Back to Portfolio for the Future™

Cause and Effect: Or, Shooting the Messenger

messageOne of the oldest sorts of “media criticism” is the argument that reporting on something bad causes that bad thing. If only there were fewer news reports about violence … or embezzlement …or Ponzi schemes… it wouldn’t occur to anyone to act violently, embezzle money, or pay out earlier investors from the cash received from later investors.

Put that baldly, such assertions seem absurd. It isn’t difficult, though, to dress such a notion up in sensible sounding, even scholarly, garb. In my own humble opinion, however dressed up, this notion that reporting X causes X is still and always fallacious.

Yes, I suppose, there may be times when observing X causes X. According to a venerable thought experiment still used to explain quantum mechanics to undergraduates, an observer who looks into a box under certain hypothetical circumstances will not only see a dead cat, he will by observing the deceased feline make himself a cause of its demise. Still, not even Schrodinger blamed the reporter. Saying out loud, “hey, this cat is dead,” doesn’t kill the cat.

Swiss Finance Institute

The old fallacy takes a new – and a quite nicely dressed-up—incarnation in the work of Rajna Gibson and colleagues associated with the Universities of Geneva and St. Galen. In a new publication [Swiss Finance Institute Paper Mo. 15-25] they suggest that “news suggestive of irrationality within financial markets” may “have an impact on stock returns.” Specifically, if media outlets use words that may be taken as synonyms for “market irrationality,” they increase the volatility of such returns.

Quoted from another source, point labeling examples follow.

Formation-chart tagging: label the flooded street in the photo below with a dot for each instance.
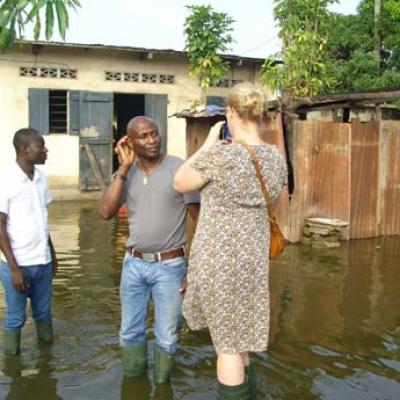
(335, 328)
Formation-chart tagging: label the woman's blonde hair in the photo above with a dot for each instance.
(248, 100)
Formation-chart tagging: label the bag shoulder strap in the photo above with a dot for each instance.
(260, 178)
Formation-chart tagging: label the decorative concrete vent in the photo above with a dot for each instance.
(226, 83)
(140, 77)
(46, 72)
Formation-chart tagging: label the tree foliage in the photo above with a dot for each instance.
(208, 34)
(16, 14)
(351, 47)
(303, 26)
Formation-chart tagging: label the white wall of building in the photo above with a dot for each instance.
(91, 64)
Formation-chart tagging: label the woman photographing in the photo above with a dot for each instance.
(228, 267)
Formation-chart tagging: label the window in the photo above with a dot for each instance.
(58, 111)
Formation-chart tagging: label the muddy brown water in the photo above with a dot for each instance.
(335, 326)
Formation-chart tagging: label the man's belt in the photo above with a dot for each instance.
(156, 257)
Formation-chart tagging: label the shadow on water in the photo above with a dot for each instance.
(335, 325)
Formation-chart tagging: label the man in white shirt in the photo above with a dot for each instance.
(28, 260)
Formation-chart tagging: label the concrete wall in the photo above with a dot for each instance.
(62, 167)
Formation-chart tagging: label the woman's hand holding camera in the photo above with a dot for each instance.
(214, 134)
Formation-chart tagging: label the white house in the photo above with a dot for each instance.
(81, 97)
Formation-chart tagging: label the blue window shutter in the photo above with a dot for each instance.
(155, 107)
(74, 117)
(39, 110)
(216, 100)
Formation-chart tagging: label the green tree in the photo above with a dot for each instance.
(303, 28)
(353, 61)
(208, 33)
(16, 14)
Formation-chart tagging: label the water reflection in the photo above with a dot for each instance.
(26, 383)
(334, 325)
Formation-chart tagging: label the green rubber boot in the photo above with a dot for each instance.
(12, 342)
(238, 392)
(44, 331)
(252, 379)
(163, 363)
(134, 360)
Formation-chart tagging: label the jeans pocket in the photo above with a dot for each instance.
(177, 262)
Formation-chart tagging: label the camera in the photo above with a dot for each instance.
(224, 133)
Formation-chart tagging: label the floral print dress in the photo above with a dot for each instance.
(228, 264)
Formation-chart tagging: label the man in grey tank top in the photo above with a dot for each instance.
(155, 264)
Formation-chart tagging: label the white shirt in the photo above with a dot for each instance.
(25, 202)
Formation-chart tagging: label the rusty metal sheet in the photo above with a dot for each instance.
(389, 193)
(321, 163)
(364, 179)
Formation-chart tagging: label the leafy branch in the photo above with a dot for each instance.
(16, 14)
(208, 33)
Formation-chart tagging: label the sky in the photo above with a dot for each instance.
(158, 24)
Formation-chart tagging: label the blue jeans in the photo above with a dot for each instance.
(39, 278)
(160, 281)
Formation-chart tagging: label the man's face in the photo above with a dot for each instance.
(36, 151)
(145, 139)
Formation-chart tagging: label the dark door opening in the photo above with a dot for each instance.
(126, 107)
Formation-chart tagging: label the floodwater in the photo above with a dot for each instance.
(335, 329)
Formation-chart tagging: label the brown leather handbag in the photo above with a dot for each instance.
(277, 241)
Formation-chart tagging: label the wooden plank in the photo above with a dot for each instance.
(321, 164)
(272, 133)
(94, 165)
(389, 182)
(364, 179)
(156, 108)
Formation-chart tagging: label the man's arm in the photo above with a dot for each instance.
(16, 274)
(110, 200)
(54, 259)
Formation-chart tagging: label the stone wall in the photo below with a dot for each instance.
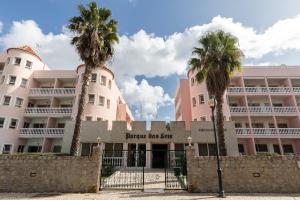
(50, 173)
(280, 174)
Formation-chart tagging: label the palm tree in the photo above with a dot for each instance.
(216, 58)
(95, 33)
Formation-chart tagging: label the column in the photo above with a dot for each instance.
(125, 154)
(196, 147)
(148, 155)
(172, 155)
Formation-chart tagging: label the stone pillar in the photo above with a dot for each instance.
(172, 154)
(148, 155)
(195, 149)
(125, 154)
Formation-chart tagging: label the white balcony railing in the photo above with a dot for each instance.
(41, 131)
(51, 91)
(289, 131)
(256, 89)
(243, 131)
(48, 111)
(282, 90)
(238, 109)
(285, 109)
(260, 109)
(264, 131)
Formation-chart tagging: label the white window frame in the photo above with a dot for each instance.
(94, 81)
(108, 103)
(17, 124)
(3, 100)
(12, 147)
(89, 99)
(201, 102)
(4, 123)
(24, 86)
(21, 103)
(103, 82)
(100, 104)
(9, 78)
(28, 67)
(15, 59)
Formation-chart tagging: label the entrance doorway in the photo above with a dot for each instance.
(159, 155)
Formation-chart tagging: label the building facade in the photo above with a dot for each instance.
(36, 102)
(263, 102)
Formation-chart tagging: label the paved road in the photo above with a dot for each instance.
(137, 195)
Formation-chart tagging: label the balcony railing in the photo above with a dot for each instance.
(268, 131)
(285, 109)
(48, 111)
(52, 91)
(42, 132)
(289, 131)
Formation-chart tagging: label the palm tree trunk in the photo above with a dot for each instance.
(75, 146)
(220, 125)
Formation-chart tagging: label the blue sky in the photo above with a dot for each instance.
(151, 56)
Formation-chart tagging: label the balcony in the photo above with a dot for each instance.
(268, 131)
(48, 111)
(52, 92)
(41, 132)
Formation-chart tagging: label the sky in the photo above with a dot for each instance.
(156, 39)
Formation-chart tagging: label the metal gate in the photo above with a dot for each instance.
(126, 169)
(122, 170)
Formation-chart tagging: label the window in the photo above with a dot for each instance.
(2, 121)
(194, 102)
(288, 148)
(192, 81)
(17, 61)
(91, 98)
(28, 64)
(201, 99)
(103, 80)
(203, 151)
(19, 102)
(6, 101)
(21, 148)
(26, 125)
(13, 123)
(56, 149)
(94, 78)
(101, 101)
(261, 148)
(109, 84)
(108, 103)
(276, 148)
(2, 79)
(88, 118)
(241, 149)
(24, 83)
(12, 80)
(7, 148)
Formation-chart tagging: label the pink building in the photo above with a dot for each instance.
(35, 102)
(264, 103)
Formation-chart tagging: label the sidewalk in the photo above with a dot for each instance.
(138, 195)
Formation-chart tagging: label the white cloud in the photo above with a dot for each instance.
(146, 98)
(149, 55)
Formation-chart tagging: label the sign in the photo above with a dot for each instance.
(149, 136)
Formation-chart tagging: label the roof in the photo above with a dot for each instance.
(27, 49)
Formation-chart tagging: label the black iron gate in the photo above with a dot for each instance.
(126, 169)
(122, 170)
(176, 171)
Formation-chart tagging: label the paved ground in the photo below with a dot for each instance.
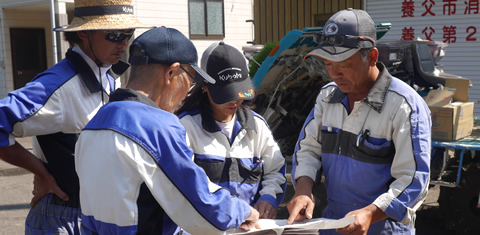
(16, 188)
(15, 194)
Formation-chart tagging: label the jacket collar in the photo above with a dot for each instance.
(86, 73)
(376, 95)
(244, 118)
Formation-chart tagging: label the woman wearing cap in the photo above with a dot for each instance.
(232, 143)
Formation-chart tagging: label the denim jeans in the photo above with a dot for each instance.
(49, 219)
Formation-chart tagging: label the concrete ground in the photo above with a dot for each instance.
(15, 195)
(16, 187)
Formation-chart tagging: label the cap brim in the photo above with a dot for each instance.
(222, 94)
(333, 53)
(202, 76)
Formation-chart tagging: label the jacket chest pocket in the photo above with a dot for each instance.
(212, 167)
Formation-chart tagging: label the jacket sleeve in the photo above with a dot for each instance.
(29, 111)
(308, 150)
(273, 182)
(411, 165)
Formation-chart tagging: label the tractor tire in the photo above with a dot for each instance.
(458, 206)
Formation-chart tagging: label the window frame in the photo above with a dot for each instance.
(206, 35)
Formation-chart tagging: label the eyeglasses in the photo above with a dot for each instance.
(192, 77)
(343, 40)
(117, 37)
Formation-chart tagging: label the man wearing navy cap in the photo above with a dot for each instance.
(135, 169)
(368, 134)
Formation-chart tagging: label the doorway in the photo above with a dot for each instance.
(28, 54)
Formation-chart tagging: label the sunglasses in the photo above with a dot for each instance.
(343, 40)
(117, 37)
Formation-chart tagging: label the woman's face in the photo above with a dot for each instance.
(223, 112)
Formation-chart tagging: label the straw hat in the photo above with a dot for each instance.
(102, 15)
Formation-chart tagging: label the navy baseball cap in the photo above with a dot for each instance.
(227, 65)
(162, 45)
(344, 34)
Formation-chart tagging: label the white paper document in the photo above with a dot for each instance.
(308, 226)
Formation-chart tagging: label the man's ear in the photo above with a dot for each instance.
(373, 57)
(171, 71)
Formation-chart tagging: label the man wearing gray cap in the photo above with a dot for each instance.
(135, 168)
(369, 134)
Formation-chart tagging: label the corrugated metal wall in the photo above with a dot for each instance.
(275, 18)
(443, 20)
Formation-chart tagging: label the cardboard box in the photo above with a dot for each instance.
(452, 115)
(452, 121)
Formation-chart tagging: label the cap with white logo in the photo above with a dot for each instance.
(344, 34)
(227, 65)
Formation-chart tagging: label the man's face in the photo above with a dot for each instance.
(108, 46)
(351, 75)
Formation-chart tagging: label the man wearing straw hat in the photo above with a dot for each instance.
(56, 105)
(135, 168)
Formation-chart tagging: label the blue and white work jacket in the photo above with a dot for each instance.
(249, 163)
(54, 107)
(378, 153)
(137, 175)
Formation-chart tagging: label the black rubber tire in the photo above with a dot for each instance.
(458, 206)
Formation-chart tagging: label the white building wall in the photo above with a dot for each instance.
(28, 14)
(174, 14)
(462, 56)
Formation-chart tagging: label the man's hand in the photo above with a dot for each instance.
(363, 219)
(44, 187)
(44, 182)
(266, 210)
(251, 220)
(302, 204)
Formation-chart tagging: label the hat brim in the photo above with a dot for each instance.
(333, 53)
(202, 76)
(104, 22)
(241, 90)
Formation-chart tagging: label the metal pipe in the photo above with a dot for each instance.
(54, 36)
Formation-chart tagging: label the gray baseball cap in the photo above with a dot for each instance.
(344, 34)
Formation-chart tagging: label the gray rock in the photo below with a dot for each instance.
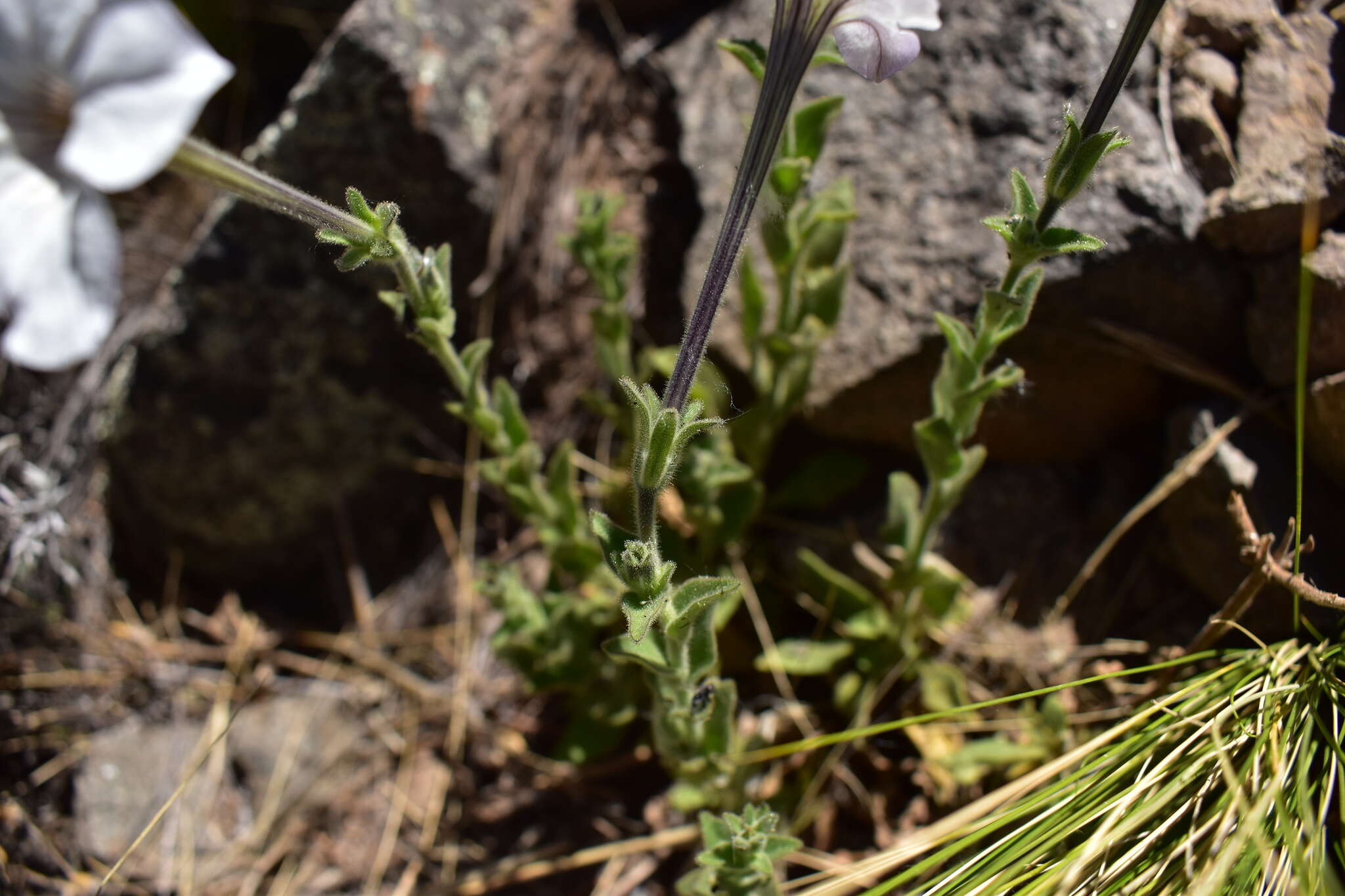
(1201, 538)
(1273, 316)
(133, 769)
(1286, 155)
(930, 154)
(129, 773)
(1327, 425)
(291, 394)
(1201, 542)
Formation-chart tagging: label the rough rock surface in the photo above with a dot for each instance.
(1327, 425)
(930, 154)
(132, 769)
(292, 399)
(1273, 316)
(1285, 151)
(1199, 538)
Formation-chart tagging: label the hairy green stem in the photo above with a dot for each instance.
(200, 160)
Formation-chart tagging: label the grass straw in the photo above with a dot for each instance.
(1231, 788)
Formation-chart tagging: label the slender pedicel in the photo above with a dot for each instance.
(202, 161)
(1133, 38)
(875, 45)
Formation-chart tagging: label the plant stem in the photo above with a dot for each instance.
(202, 161)
(1142, 16)
(794, 41)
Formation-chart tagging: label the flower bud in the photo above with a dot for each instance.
(872, 34)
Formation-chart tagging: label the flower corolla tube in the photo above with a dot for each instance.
(875, 39)
(96, 96)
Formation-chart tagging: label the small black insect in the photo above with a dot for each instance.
(703, 698)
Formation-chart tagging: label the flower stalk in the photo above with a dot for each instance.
(798, 30)
(1142, 16)
(202, 161)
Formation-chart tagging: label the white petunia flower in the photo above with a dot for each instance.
(873, 38)
(96, 96)
(873, 41)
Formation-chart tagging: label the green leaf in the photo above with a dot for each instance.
(903, 508)
(958, 336)
(820, 481)
(640, 612)
(824, 224)
(749, 53)
(334, 237)
(803, 657)
(753, 301)
(1001, 224)
(395, 300)
(563, 486)
(703, 652)
(718, 727)
(827, 54)
(512, 413)
(1024, 202)
(943, 687)
(353, 258)
(837, 581)
(386, 215)
(811, 124)
(648, 653)
(1066, 151)
(358, 207)
(1063, 240)
(612, 538)
(655, 454)
(694, 597)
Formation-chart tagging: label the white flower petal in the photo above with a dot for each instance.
(873, 51)
(60, 268)
(894, 14)
(42, 30)
(142, 75)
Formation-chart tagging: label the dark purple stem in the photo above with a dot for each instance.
(794, 41)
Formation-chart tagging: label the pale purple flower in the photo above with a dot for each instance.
(873, 34)
(873, 39)
(96, 96)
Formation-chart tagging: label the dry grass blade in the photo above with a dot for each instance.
(1229, 785)
(1181, 473)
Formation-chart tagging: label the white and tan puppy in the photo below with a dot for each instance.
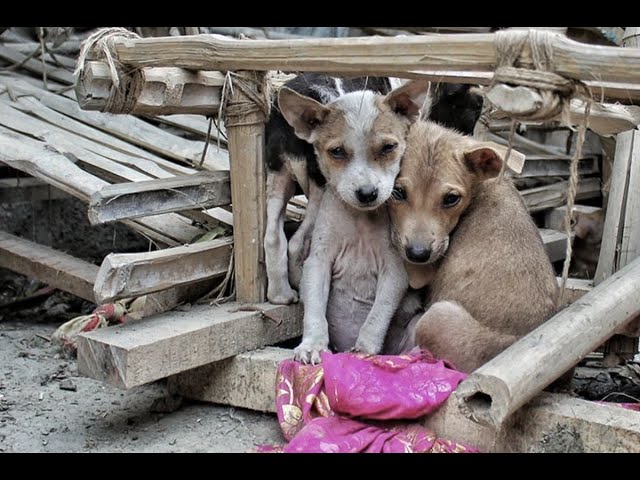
(353, 280)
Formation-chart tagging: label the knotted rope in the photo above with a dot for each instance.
(127, 83)
(555, 93)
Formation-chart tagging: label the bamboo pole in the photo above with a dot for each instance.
(504, 384)
(372, 55)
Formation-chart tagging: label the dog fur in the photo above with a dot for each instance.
(292, 166)
(353, 281)
(490, 278)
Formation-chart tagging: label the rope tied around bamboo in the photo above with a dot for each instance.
(538, 94)
(127, 83)
(255, 98)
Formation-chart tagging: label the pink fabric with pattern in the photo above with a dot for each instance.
(356, 403)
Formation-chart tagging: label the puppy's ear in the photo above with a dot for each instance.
(409, 99)
(304, 114)
(486, 159)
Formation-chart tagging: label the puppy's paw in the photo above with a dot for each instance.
(309, 351)
(283, 296)
(369, 344)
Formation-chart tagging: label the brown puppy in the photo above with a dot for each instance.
(471, 236)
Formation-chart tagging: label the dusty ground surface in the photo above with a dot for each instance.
(37, 413)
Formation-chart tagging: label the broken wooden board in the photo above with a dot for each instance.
(164, 91)
(139, 199)
(160, 346)
(555, 194)
(14, 190)
(53, 267)
(371, 55)
(247, 380)
(125, 275)
(555, 243)
(555, 218)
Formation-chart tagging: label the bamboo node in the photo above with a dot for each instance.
(127, 83)
(553, 91)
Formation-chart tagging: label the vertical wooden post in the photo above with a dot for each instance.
(245, 135)
(621, 236)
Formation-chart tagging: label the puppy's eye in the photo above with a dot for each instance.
(338, 153)
(398, 193)
(388, 148)
(451, 200)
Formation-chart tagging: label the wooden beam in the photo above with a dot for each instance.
(138, 199)
(247, 380)
(58, 269)
(555, 218)
(124, 275)
(575, 288)
(555, 194)
(245, 134)
(501, 386)
(165, 91)
(371, 55)
(13, 190)
(157, 347)
(551, 423)
(555, 243)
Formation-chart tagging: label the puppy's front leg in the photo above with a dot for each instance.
(392, 285)
(316, 281)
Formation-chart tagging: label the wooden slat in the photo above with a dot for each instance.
(56, 268)
(554, 195)
(627, 145)
(35, 65)
(555, 243)
(164, 91)
(505, 383)
(248, 191)
(370, 55)
(30, 156)
(13, 190)
(139, 199)
(124, 275)
(247, 380)
(131, 129)
(167, 344)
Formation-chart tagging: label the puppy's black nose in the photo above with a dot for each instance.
(418, 253)
(367, 194)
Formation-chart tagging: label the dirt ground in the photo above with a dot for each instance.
(41, 412)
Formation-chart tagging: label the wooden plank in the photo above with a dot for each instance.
(501, 386)
(124, 275)
(131, 129)
(160, 346)
(248, 192)
(33, 157)
(555, 243)
(14, 190)
(101, 143)
(247, 380)
(614, 219)
(555, 218)
(555, 194)
(139, 199)
(164, 91)
(368, 55)
(548, 423)
(56, 268)
(575, 288)
(35, 65)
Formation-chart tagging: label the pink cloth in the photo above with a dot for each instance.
(323, 408)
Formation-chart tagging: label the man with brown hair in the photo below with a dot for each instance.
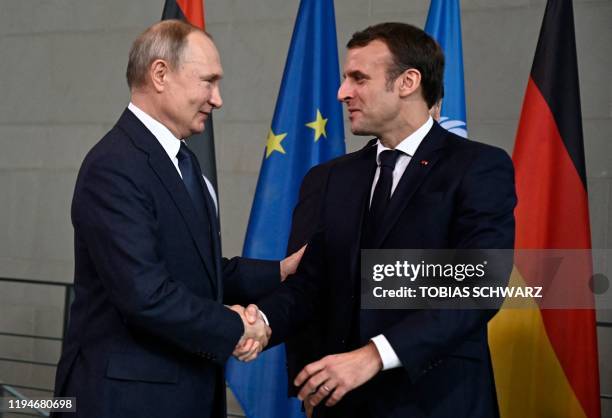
(417, 186)
(149, 333)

I have to ask the obvious: if these cause and effect connections exist, doesn’t that mean that buyers and sellers are using the presence of such vocabulary in such reports as a signal for their marketplace actions? And isn’t that … well … irrational? We seem to have here, only thinly masked, the claim that talk about irrationality causes irrationality.

These scholars derived their “lexicon” of words indicating market irrationality from the Harvard IV 4 Psychosocial Dictionary and General Inquirer, and they brought “three experts from the fields of neuroscience and psychology” into the project to “validate which words would comprise the final lexicon.”

Which words do indicate that the press is pushing a market-irrationality thesis? I won’t reproduce here the full list, but twenty such words correspond to the first two letters of the alphabet alone: Aberrant; absurd; absurdity; accursed; alarming; anarchic; anxious; baffle; baffled; baffling; barbarous; belligerent; berserk; bizarre; bonkers; brainless; bubble; bubbles; and burst.

And on the third day…

Yet there is a twist here. The last three words in the just-provided sample from that full list (bubble, bubbles, and burst) were treated as indicative of irrationality by these scholars for some purposes but not for others. They were not counted when considering which news articles belong in the “market irrationality sentiment measure” but they were used when scoring the articles that were included.

Setting aside their methodological subtleties, the authors’ bottom line is this: “a one standard deviation increase of the market irrationality sentiment measure is associated with a 0.060 increase in the VIX volatility index (significant at the 5% level) on the third day.” The third day? Yes: one of the incidental claims of the study is that the pro-irrationality sentiment showing up in the press on a given day “takes more time to impact prices than other news-based sentiment measures with the most significant impact taking place 3 days after its publication.”

With respect: that claim is just bizarre (oops, used a word on the list!). The need to fiddle around with the timing of the alleged cause-effect nexus is a very good indicator that there is no cause-effect nexus, and that something else is going on here. It is a bit like the famed nexus between the rise of the number of Baptist preachers working in a given town and the amount of public drunkenness.

There may well be such a connection for a number of reasons. But it would be unwise to conclude either that Baptist sermons are driving congregants to the saloon or that drunks are induced to look for salvation in Baptist services.